I took Friday as a vacation day from my day job to give me a 3-day writing weekend on Bewitched & Betrayed (aka B&B). Actually it was going to be a 3-day plotting weekend. And it was -- kind of. I'd just finished writing Chapter 9 and realized that I really needed to stop and plot out at least the next few chapters (though I was really aiming for the rest of the book).
Well, that did and didn't happen.
The goal was to type into my laptop all of the notepad pages of brainstorming that I'd written over the past week or so. I had a lot more pages than I thought, and naturally as I was typing my notes into the chapters where they needed to go, more ideas came to me. That pretty much ate up Friday and part of Saturday. I spent Saturday evening going through my Big Notes File (110 pages worth) to copy and paste any scenes I thought I wanted to use in the next section of the book. Done. Then on Sunday, I was going to really dive in on plotting the next chunk of chapters.
Didn't happen.
What
did happen? I wrote almost the first half of Chapter 10. Completely unplanned, but apparently the timer went off and Chapter 10 was ready to come out of the oven. Who am I to hold up progress? ; )
That's pretty much how this book is going -- I plan to do one thing, and I end up doing something else entirely. And believe me, that's not a bad thing; this is shaping up to be a
very cool book. Lots of characters' pasts are coming to the surface, most notably Tam and Mychael, and some of Raine's. A lot of Raine's past will surface in the next book.

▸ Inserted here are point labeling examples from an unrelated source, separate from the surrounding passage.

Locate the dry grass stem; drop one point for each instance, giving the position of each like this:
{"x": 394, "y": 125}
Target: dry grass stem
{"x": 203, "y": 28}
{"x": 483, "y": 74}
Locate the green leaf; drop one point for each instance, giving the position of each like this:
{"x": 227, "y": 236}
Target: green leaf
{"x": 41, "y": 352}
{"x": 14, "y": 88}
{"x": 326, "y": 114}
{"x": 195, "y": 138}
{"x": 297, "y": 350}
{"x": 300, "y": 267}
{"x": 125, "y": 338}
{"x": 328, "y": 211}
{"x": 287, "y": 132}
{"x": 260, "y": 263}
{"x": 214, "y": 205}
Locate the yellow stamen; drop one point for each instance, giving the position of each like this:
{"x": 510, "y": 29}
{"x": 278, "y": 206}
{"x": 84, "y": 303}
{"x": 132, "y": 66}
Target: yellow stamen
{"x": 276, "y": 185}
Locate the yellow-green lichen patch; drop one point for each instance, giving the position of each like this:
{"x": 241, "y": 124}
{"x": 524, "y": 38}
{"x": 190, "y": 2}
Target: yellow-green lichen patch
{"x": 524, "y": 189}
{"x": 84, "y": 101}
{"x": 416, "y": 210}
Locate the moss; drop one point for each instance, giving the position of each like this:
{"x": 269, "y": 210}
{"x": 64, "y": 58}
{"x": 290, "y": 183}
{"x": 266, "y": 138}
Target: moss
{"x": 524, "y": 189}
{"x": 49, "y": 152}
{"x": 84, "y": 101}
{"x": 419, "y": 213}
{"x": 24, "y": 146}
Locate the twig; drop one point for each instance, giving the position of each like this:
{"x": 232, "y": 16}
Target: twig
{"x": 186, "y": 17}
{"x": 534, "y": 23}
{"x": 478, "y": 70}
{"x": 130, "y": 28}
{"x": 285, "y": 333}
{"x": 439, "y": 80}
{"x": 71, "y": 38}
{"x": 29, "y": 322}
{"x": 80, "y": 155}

The way I've always written a book is: I write a chapter, get it as perfect as I can, and then and only then move on. That's not happening with this one. I'm doing the writing version of Impressionistic painting. I'm getting the story on the page, but perfection has to wait. Normally once I reach a certain point, and I go back and start polishing earlier chapters before I've even finished the book. Not this time. This time I'm going back and adding notes to myself about changes I want to make to the chapter, but actually making the changes is gonna have to wait. I've got a story to write. ; )
Normally this entire approach (writing by the seat of my pants) would be freaking me out. It's not. Heck, I'm not even freaking out that I'm not freaking out. Most unusual, but definitely welcome. I've discovered that a non-freaking out brain is a happy and creative brain. And it's making for a
really good book. Perfection definitely ain't all it's cracked up to be.
Lisa
2 Comments:
That's how I write - without detailed plots. I just go for it, and see where my muse takes me.
(more accurately, where my fingers are dragged across the keys by the muse yelling 'write it THIS way, idiot!')
Seems like that sometimes and i look back at the chapter and do the where did that come from?